Conversations with Generations: Ellie
Victor / 3 Dec 2012 / Ubiquity Insights
My name is Victor Rose and I love stories and conversations with generations; I created this blog with the intention of listening to different people of disparate ages tell me their timeless truths. I wanted to hear what someone from the upcoming generation, the Millennials, might have to say about retirement and the future. Born after 1981, they represent a youth that has experienced so much cultural, political, technological and economic change. They were born into interesting times.

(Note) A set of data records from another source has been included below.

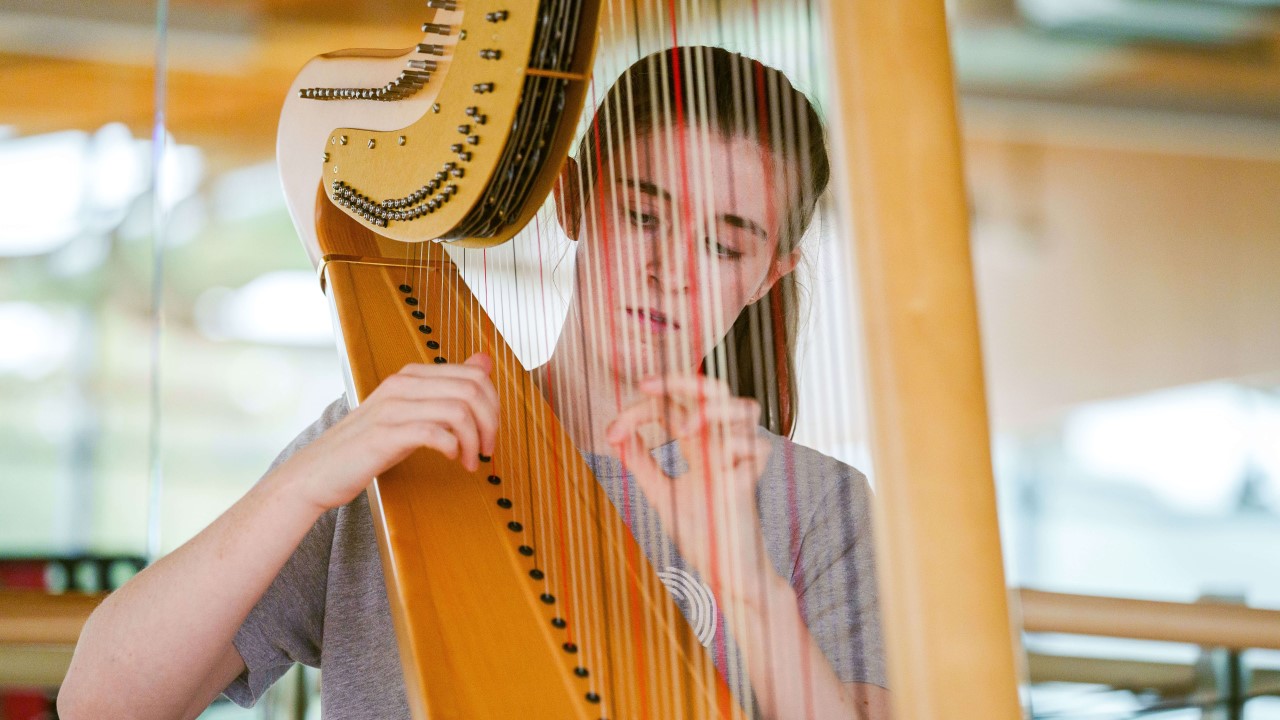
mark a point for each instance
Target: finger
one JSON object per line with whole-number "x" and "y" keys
{"x": 453, "y": 414}
{"x": 644, "y": 413}
{"x": 423, "y": 391}
{"x": 428, "y": 434}
{"x": 475, "y": 373}
{"x": 649, "y": 477}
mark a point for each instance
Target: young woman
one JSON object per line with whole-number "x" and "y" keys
{"x": 772, "y": 538}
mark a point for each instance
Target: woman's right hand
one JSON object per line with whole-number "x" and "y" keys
{"x": 452, "y": 409}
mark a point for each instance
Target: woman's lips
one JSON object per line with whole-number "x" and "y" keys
{"x": 657, "y": 320}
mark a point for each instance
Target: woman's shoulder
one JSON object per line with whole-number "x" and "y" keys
{"x": 332, "y": 414}
{"x": 800, "y": 483}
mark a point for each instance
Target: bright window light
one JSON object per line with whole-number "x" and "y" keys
{"x": 1191, "y": 447}
{"x": 279, "y": 308}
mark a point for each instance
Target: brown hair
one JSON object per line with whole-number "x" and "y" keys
{"x": 732, "y": 95}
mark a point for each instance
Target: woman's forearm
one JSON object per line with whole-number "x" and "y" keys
{"x": 792, "y": 678}
{"x": 161, "y": 645}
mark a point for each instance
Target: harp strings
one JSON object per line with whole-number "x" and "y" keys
{"x": 673, "y": 153}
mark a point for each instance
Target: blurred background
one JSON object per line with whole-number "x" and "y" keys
{"x": 161, "y": 333}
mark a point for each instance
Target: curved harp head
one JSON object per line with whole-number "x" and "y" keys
{"x": 456, "y": 139}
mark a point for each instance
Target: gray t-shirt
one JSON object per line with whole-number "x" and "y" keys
{"x": 328, "y": 606}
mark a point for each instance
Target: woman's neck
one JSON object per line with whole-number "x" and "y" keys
{"x": 583, "y": 393}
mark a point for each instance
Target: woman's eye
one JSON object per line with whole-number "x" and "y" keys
{"x": 643, "y": 219}
{"x": 722, "y": 250}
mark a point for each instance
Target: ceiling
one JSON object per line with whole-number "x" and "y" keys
{"x": 69, "y": 64}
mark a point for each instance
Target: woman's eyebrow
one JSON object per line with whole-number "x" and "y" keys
{"x": 645, "y": 187}
{"x": 728, "y": 219}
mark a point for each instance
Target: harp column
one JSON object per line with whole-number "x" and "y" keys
{"x": 950, "y": 648}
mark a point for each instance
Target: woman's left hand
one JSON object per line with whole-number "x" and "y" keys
{"x": 709, "y": 511}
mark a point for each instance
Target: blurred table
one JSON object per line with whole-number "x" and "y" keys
{"x": 39, "y": 633}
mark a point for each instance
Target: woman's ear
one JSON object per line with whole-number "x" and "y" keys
{"x": 780, "y": 268}
{"x": 568, "y": 205}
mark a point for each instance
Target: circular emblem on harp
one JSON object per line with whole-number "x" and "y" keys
{"x": 695, "y": 600}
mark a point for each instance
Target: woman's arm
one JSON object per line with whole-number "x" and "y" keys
{"x": 792, "y": 678}
{"x": 161, "y": 645}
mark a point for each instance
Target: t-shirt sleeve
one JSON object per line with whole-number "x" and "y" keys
{"x": 835, "y": 579}
{"x": 287, "y": 624}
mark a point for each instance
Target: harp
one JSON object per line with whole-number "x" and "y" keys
{"x": 519, "y": 591}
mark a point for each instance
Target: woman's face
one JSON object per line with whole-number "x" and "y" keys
{"x": 672, "y": 247}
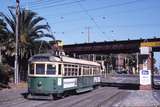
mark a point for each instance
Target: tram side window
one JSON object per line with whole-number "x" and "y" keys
{"x": 51, "y": 69}
{"x": 31, "y": 69}
{"x": 40, "y": 68}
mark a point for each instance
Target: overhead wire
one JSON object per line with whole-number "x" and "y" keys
{"x": 92, "y": 19}
{"x": 54, "y": 5}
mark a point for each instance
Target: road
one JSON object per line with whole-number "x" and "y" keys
{"x": 101, "y": 97}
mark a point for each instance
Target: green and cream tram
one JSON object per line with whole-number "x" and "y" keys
{"x": 55, "y": 75}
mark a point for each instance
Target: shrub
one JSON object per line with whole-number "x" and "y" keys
{"x": 5, "y": 73}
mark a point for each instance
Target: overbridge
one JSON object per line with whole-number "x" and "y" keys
{"x": 107, "y": 47}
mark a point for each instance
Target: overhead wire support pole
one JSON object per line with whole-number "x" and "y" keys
{"x": 16, "y": 76}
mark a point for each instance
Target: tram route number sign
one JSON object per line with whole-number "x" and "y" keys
{"x": 145, "y": 77}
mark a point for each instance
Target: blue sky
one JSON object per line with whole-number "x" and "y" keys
{"x": 107, "y": 19}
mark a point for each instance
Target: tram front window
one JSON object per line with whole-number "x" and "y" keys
{"x": 51, "y": 69}
{"x": 40, "y": 68}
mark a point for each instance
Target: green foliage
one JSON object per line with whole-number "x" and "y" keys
{"x": 31, "y": 28}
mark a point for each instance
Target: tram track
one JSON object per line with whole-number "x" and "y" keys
{"x": 74, "y": 100}
{"x": 111, "y": 101}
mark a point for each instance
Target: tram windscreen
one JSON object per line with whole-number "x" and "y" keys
{"x": 40, "y": 68}
{"x": 51, "y": 69}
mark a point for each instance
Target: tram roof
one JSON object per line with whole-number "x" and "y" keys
{"x": 78, "y": 61}
{"x": 51, "y": 57}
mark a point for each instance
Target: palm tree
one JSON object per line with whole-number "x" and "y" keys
{"x": 31, "y": 28}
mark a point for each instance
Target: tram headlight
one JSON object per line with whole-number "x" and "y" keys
{"x": 39, "y": 84}
{"x": 59, "y": 82}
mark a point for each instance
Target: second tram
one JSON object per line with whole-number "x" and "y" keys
{"x": 55, "y": 75}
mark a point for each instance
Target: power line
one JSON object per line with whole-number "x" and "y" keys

Ellie Ridge is not your typical 16-year-old. I met her at a Philz Coffee in North Berkeley, CA. At 16, she was working 2 jobs, in addition to attending community college full-time. She also just came back from a self-funded European summer adventure.
Victor: So Ellie what is the first thing that comes to mind when I say the word “Retirement”?
Ellie: Not having to work. Living a comfortable life. I guess I would hope that when I retire, I would be able to live the same life that I lived when I was still working.
Victor: When do you think you’re going to retire?
Ellie: I want to retire when I’m 65 but I know that people have to retire a lot later now.
V: What types of behavior do you think could help you in that goal?
E: Putting money away and making investments, like buying a home. Not having to pay a mortgage when I’m older.
V: I’m very impressed that you know that!
E: I just want to have everything settled so that the only money I have to be spending is on maintenance.
Where did Ellie get all her wisdom? Who taught her about saving?
“Nobody taught me.”
Ellie described that she’d witnessed people around her make poor financial choices. Those choices created hard-felt consequences.
“I never want to be like that when I grow up. I don’t, on the one hand, want the value of my life placed on money. I don’t think your value is in your money or money will bring you happiness, but I know that money brings you ease and comfort.”
If Ellie represents the next generation if the next generation can learn from others’ mistakes and misfortunes, if they can think ahead and plan and act now, then we have a bright future ahead of us.